Pfizer and Allergan issued a joint statement in response to the new regulations from the Treasury, saying, “We are conducting a review of the U.S. Department of Treasury’s actions announced [Monday]. Prior to completing the review, we won’t speculate on any potential impact.”

Yet the Treasury’s move has led to some doubt on whether the planned Pfizer-Allergan merger will, in fact, go through. Allergan shares fell after the Treasury regulations were announced. Allergan shares were trading down, while Pfizer shares traded slightly up. These stock market indicators offer a hint that the Treasury Department regulations have a chance at preventing the merger from happening, John Colley, a Professor of Practice in the Strategy and International Business Group at Warwick Business School, writes in an e-mailed comment to The Christian Science Monitor.

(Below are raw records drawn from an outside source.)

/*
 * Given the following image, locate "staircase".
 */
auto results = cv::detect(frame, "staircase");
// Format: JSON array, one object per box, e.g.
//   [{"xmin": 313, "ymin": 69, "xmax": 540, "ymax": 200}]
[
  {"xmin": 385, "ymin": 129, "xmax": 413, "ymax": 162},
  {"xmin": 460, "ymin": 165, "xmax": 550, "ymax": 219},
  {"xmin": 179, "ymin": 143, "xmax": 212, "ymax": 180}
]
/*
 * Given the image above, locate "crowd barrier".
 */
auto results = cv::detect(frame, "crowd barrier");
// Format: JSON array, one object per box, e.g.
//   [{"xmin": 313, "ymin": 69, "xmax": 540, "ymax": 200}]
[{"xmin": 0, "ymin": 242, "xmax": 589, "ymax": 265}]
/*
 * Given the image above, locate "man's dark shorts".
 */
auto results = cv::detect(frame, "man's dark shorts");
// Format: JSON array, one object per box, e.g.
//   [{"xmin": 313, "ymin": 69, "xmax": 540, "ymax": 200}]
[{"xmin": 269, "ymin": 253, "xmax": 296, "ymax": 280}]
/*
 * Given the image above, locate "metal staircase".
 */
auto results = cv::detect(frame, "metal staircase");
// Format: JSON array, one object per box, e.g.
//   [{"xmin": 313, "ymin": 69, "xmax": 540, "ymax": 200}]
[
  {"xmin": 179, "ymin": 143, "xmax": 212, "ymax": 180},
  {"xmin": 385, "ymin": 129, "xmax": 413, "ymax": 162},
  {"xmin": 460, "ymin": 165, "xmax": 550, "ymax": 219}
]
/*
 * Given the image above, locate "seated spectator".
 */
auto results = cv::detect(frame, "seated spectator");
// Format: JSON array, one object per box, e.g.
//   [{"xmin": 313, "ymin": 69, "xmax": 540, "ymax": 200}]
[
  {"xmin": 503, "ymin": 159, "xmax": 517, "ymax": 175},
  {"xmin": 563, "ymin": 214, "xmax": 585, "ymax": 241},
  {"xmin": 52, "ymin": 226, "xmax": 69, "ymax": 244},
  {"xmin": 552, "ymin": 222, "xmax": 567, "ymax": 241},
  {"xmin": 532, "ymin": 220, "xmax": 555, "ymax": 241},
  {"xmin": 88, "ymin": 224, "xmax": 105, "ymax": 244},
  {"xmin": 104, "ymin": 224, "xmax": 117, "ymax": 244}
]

“The move to limit tax inversions by the US government has wiped $20 billion off the share price of Allergan which broadly equates to the tax benefit arising from Pfizer merging with Allergan," he explains. "In effect this ruling is casting doubt on the proposed merger.” He added that the merger appeared to provide more of a benefit to Pfizer for the tax and growth prospects Allergan has to give.

Pfizer has been set on creating an inversion for years, and its CEO believes that the merger with Allergan will be beneficial to advancing research and rescuing the drug industry. If it isn’t able to acquire Allergan, its investors may push Pfizer to break up, splitting its R&D into new drugs and established drug brands into two companies.